The Omak suicide race is ridiculous, cruel, insanity. I can't believe they've even got the nerve to claim it as 'heritage'.


----------



## amightytarzan5 (Mar 20, 2008)

Yeah, the Palio race isn't horrible, it's just how the crowded the poor thoroughbred at the end that really got me! I was mad at that.
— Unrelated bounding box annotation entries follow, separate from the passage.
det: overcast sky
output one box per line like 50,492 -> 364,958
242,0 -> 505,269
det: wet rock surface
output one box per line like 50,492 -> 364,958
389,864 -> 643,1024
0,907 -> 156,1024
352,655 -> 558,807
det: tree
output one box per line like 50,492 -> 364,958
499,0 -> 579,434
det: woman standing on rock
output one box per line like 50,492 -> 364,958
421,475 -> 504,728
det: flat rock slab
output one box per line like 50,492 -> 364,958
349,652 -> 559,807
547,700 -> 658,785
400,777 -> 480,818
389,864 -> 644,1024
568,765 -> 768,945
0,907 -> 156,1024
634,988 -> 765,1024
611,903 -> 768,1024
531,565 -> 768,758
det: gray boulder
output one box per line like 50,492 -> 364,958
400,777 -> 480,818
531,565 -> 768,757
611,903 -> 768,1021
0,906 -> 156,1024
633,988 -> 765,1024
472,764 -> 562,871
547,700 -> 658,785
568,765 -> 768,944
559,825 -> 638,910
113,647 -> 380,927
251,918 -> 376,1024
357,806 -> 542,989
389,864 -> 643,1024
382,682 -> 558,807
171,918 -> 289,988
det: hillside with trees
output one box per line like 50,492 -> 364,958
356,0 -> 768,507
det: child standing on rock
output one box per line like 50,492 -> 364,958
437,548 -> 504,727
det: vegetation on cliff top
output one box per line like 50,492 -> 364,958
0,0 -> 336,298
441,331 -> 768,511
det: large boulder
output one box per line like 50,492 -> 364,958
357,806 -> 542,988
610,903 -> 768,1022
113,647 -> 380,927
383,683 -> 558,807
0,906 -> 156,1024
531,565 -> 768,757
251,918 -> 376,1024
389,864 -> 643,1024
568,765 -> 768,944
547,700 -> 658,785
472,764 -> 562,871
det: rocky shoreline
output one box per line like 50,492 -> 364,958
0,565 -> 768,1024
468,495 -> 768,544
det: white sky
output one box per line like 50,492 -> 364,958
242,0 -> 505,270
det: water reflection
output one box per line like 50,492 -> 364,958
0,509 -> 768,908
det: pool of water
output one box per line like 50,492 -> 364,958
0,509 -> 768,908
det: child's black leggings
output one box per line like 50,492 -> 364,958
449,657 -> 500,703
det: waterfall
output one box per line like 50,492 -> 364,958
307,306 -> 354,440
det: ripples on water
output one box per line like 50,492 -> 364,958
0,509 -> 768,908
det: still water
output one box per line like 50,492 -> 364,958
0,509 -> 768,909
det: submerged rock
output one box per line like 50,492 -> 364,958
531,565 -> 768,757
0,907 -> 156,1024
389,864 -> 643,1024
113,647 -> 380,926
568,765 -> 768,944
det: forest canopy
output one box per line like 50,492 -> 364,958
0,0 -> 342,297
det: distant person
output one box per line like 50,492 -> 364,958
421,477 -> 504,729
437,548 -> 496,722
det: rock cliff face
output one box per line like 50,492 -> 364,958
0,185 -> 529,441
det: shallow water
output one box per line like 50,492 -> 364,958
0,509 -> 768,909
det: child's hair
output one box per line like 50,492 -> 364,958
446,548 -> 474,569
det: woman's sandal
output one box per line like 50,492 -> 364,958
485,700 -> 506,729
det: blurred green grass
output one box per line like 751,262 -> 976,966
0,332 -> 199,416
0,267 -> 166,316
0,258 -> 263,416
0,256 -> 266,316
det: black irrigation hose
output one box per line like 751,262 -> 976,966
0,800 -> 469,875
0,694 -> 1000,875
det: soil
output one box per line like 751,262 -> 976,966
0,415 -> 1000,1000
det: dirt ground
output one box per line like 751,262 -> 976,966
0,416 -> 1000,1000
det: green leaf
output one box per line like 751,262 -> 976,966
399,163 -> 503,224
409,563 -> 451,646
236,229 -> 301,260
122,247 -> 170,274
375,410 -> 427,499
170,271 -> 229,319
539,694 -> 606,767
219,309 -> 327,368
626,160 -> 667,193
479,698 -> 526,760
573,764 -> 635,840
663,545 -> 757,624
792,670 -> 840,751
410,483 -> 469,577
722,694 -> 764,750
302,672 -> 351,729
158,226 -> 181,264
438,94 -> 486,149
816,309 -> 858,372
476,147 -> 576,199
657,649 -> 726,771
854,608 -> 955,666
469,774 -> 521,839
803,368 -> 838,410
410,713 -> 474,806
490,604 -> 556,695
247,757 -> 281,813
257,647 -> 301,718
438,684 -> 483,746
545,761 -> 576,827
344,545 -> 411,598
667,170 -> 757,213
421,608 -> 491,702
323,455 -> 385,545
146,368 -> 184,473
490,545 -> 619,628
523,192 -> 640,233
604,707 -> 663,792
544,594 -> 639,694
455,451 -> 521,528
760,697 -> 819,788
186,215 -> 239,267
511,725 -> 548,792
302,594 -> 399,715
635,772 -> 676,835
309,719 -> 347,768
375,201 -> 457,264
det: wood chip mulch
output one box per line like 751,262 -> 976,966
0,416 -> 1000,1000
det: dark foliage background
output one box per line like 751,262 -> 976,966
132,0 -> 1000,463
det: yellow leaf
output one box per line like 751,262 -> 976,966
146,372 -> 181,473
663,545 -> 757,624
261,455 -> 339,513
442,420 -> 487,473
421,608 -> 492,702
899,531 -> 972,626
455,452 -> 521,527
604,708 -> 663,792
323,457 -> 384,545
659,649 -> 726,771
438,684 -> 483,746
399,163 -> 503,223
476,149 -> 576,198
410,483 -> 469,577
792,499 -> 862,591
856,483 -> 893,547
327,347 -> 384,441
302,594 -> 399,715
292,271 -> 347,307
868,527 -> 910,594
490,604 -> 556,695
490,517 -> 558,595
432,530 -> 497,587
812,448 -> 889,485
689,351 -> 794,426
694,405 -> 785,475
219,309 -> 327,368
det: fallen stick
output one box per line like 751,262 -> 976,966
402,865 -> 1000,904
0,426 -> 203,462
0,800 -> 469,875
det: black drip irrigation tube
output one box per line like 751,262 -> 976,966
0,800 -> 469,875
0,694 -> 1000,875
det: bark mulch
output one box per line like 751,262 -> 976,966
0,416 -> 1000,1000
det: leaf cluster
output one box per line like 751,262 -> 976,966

The suicide race was the worst though.


----------



## LuLu (Sep 11, 2007)

TBH I don't find *anything* about this race hilarious!! I don't particularly like horse racing anyway, but this race is very poorly layed out, the bends are ridiculously tight and the way the winning horse was being crowded round was horrendous!! TBH i'm not bothered about what happens to the riders, it's the horses i'm more worried about!


----------



## BluMagic (Sep 23, 2007)

Shows just how stupid people can be...


----------



## kim_angel (Oct 16, 2007)

LuLu said:


> TBH I don't find *anything* about this race hilarious!! I don't particularly like horse racing anyway, but this race is very poorly layed out, the bends are ridiculously tight and the way the winning horse was being crowded round was horrendous!! TBH i'm not bothered about what happens to the riders, it's the horses i'm more worried about!


agreed.


----------



## thisisit (Mar 28, 2008)

Oh my :? :shock:


----------



## Magic (Jan 4, 2008)

Omg, it's so cruel


----------